He’s itching to play for real, and Ryan Grant showed it on the first snap Thursday night at Lambeau Field.

When Grant broke off a 23-yard run to open the first-team offense’s lone series in the preseason finale against Kansas City, he served notice that he’s ready to pick up where he left off a year ago.

It was an 18-yard run and awkward tackle that wrecked Grant’s ankle and ended his season in the opener last September. On Thursday, one week before Grant finally returns for a regular-season game, he got the ball on four of the first five snaps and gained 31 of the offense’s 56 yards on its way to an opening touchdown in what eventually became a 20-19 Green Bay victory.

“I’m not mad I got it,” Grant said of the early workout, though he didn’t feel he needed a big run to show he’s back. “We feel good about the drive that we had as an offense. We felt we had a tempo moving the ball. We wanted to start off fast for our sake and for our younger guys coming in.”

Those younger guys ended up playing primarily against the Chiefs’ starters in what degenerated into a sloppy though mildly entertaining, eight-turnover affair that wasn’t decided until Kansas City kicker Ryan Succop’s 56-yard field goal try on the final play was wide left.

The Packers’ second- and third-stringers on offense were a bit overmatched by the Chiefs’ regulars, as Green Bay produced just four first downs and 66 total yards, and allowed a safety, after the No. 1 offense departed.

The reserves on defense told another story, though, especially outside linebacker Vic So’oto. Facing a Chiefs starting unit that replaced only quarterback Matt Cassel with backup Tyler Palko in the second quarter when Cassel was buried for a sack by nose tackle Howard Green, the undrafted rookie So’oto might have been the best player on the field.

He had 1½ sacks, forced a fumble by Kansas City’s top back, Jamaal Charles, in the first quarter, and intercepted a Palko pass in the flat intended for running back Dexter McCluster in the third quarter. So’oto returned the pick 33 yards for a touchdown for what turned out to be the winning points.

Afterward, the modest So’oto was only thinking about all the things outside linebackers coach Kevin Greene is going to correct him on, such as allowing the tight end to release to the wrong side on the play he got the interception. But, of course, if he gets that chance to review the film with Greene, it means So’oto has made the team and that will make the criticism well worth taking.

“I made a lot of mistakes and there’s a lot to clean up, but for the most part I just tried to lay it all out on the field,” So’oto said. “I could have had a couple more sacks, if I went inside instead of outside. ‘KG’ will be very disappointed in me. Hopefully, I get a chance to come back here and show him I can do it.”

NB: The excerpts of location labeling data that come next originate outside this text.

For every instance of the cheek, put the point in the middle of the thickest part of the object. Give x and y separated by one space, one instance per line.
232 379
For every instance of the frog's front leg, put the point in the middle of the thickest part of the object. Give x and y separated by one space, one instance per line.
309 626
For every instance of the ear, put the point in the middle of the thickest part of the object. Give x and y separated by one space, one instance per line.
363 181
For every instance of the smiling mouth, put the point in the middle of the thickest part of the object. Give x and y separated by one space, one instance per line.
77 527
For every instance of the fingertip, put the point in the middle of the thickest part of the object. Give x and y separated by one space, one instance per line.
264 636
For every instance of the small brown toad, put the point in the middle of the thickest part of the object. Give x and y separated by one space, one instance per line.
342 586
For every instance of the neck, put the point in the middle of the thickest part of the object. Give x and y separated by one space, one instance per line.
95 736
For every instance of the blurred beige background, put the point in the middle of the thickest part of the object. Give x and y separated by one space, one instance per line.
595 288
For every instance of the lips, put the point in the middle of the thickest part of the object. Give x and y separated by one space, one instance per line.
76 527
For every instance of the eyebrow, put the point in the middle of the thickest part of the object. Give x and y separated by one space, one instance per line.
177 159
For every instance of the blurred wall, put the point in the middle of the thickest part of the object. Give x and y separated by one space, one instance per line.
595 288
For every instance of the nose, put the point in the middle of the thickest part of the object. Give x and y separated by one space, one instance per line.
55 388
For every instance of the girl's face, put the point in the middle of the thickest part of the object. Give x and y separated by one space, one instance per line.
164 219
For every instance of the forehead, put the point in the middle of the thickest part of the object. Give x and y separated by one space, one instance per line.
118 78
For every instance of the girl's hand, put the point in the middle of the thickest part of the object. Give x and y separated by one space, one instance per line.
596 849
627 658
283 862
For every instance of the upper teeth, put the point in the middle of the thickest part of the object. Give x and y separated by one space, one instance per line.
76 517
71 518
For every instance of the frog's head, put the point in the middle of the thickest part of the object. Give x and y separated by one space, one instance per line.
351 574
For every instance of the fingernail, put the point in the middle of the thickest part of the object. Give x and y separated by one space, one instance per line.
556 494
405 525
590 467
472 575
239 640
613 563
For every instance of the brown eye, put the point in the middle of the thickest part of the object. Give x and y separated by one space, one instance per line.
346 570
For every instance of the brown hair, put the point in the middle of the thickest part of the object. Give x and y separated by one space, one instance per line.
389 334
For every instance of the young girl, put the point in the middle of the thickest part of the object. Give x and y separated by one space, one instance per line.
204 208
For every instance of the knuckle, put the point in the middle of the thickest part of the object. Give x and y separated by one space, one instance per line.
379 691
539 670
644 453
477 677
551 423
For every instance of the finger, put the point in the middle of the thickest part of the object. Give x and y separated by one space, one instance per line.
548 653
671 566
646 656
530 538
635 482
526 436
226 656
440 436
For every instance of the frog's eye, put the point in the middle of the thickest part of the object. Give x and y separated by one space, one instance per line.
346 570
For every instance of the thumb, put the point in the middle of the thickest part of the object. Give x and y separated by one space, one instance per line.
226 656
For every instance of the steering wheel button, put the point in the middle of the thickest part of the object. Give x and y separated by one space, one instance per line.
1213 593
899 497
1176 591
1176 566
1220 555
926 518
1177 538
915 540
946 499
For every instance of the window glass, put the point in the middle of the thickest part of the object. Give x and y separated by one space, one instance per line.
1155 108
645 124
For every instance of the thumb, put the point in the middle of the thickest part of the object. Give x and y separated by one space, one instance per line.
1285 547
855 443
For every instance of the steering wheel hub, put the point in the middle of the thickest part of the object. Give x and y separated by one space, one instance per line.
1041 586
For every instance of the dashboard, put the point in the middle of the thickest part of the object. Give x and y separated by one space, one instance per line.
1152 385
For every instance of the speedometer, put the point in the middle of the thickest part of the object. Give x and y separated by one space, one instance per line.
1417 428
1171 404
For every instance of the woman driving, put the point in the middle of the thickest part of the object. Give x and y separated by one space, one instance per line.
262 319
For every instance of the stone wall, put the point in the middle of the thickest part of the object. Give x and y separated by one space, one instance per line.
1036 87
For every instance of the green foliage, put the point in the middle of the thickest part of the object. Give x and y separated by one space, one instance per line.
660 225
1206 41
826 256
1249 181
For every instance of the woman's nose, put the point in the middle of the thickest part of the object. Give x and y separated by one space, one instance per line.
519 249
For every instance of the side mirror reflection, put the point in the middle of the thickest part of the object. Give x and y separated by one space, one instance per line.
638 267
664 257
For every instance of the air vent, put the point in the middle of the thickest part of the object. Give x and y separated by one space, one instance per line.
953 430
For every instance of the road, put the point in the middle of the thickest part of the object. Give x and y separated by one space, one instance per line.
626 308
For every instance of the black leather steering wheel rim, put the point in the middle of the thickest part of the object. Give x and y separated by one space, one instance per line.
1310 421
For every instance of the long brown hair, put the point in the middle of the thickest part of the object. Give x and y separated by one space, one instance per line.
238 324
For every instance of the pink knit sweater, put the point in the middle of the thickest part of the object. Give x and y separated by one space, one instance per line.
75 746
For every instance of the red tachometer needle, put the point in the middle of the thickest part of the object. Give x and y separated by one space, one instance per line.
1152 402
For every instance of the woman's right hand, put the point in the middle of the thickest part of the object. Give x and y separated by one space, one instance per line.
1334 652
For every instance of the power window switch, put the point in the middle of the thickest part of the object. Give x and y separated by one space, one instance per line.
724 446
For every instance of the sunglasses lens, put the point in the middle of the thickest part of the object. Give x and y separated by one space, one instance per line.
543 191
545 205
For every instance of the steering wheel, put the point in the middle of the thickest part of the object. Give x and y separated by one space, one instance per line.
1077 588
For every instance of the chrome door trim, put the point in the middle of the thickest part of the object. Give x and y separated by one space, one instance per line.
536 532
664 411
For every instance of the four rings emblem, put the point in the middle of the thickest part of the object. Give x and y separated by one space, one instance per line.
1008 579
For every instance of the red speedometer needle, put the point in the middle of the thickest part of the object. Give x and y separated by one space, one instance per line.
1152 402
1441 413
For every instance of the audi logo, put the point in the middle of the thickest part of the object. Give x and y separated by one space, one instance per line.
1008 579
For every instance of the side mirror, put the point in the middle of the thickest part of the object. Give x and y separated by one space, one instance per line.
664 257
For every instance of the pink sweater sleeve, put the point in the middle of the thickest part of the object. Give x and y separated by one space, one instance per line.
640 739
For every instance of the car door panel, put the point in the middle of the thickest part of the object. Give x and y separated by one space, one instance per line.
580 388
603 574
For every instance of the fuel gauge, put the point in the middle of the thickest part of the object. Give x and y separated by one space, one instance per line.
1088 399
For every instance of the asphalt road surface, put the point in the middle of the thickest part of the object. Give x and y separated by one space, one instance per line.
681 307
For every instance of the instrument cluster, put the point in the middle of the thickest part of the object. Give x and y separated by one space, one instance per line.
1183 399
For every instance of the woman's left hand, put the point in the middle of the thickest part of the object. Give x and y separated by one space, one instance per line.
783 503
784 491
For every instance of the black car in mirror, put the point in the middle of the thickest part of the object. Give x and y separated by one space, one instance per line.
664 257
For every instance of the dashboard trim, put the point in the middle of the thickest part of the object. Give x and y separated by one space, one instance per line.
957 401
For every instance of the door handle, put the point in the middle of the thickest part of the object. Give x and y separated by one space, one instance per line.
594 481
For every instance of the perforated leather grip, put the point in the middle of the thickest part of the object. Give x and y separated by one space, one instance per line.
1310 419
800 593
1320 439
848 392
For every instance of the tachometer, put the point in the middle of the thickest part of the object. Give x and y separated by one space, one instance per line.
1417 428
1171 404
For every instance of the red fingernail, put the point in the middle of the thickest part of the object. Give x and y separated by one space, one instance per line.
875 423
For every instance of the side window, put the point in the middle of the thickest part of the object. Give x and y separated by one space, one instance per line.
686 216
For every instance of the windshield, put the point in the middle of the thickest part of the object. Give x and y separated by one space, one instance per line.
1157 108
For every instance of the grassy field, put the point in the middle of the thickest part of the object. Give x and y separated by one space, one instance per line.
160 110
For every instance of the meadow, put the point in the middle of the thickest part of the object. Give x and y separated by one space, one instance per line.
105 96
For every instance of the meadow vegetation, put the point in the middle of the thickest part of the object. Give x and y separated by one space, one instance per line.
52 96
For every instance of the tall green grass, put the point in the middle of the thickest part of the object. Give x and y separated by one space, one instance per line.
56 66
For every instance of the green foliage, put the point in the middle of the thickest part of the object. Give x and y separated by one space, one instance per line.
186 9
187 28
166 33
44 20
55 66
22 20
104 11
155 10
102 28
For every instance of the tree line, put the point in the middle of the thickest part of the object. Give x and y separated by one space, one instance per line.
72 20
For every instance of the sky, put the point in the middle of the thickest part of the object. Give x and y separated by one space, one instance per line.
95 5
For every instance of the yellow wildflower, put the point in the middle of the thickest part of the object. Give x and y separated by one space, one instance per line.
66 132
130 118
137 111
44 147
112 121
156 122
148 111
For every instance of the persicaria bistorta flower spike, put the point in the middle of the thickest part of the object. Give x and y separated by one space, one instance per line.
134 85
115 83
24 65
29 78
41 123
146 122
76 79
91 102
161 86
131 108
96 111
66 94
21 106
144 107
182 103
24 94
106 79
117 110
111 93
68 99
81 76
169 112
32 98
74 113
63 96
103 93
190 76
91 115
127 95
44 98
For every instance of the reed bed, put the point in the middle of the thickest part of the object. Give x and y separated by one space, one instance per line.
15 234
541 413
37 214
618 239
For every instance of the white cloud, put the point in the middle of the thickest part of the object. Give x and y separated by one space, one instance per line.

That would “mean the world” to So’oto, who didn’t even get an invite to the scouting combine coming out of BYU and who was determined to make it to all his morning workouts despite a newborn daughter waking up every two hours through the winter and spring.

“People doubted me,” So’oto said. “I had coaches at my school say to me, ‘What are you going to do now?’ right after football season. That kind of hurt me.

“My wife said, ‘What’s plan B?’ and I said there is no plan B. I’m playing football.”

So’oto’s pick-six was one of five Kansas City turnovers, three of which led to 13 second-half points for the Packers. All sorts of roster-bubble players got in on the turnover-fest, as cornerback Pat Lee recovered two fumbles and linebacker Cardia Jackson had a fumble recovery and an interception, the former forced by cornerback Brandian Ross and the latter off a deflection by safety Anthony Bratton.

On a rough night for the offense, one player fighting for a roster spot continued to state his case.

With the Packers’ top five receivers plus tight end Jermichael Finley getting the night off, undrafted rookie receiver Tori Gurley snagged an Aaron Rodgers’ bullet over the middle for 12 yards to convert a third-and-9 in the red zone on the opening drive.

On the next series, with Matt Flynn at quarterback, Gurley hauled in a 25-yard sideline go-route with an impressive leap over cornerback Brandon Flowers, but the play was overturned when replay showed Gurley’s second foot hit the boundary.

“I wanted to show the ability to go up against anyone in a game, against starting defensive backs,” Gurley said. “Little things like that can take you a long way.”

A possible touchdown Gurley let slip through his fingers might have taken him even further. In the third quarter after Charles’ second fumble gave the Packers the ball at the Kansas City 26, Flynn fired to Gurley on a comeback route along the right sideline. Flowers jumped in front, leaving no one between Gurley and the end zone, and missed on the interception attempt, but Gurley couldn’t quite secure the catch.

“He got a hand on it, but I’ve got to make that play,” Gurley said. “I’m going to continue to work hard on that. I’ll watch the film if I’m still here and we’ll see.”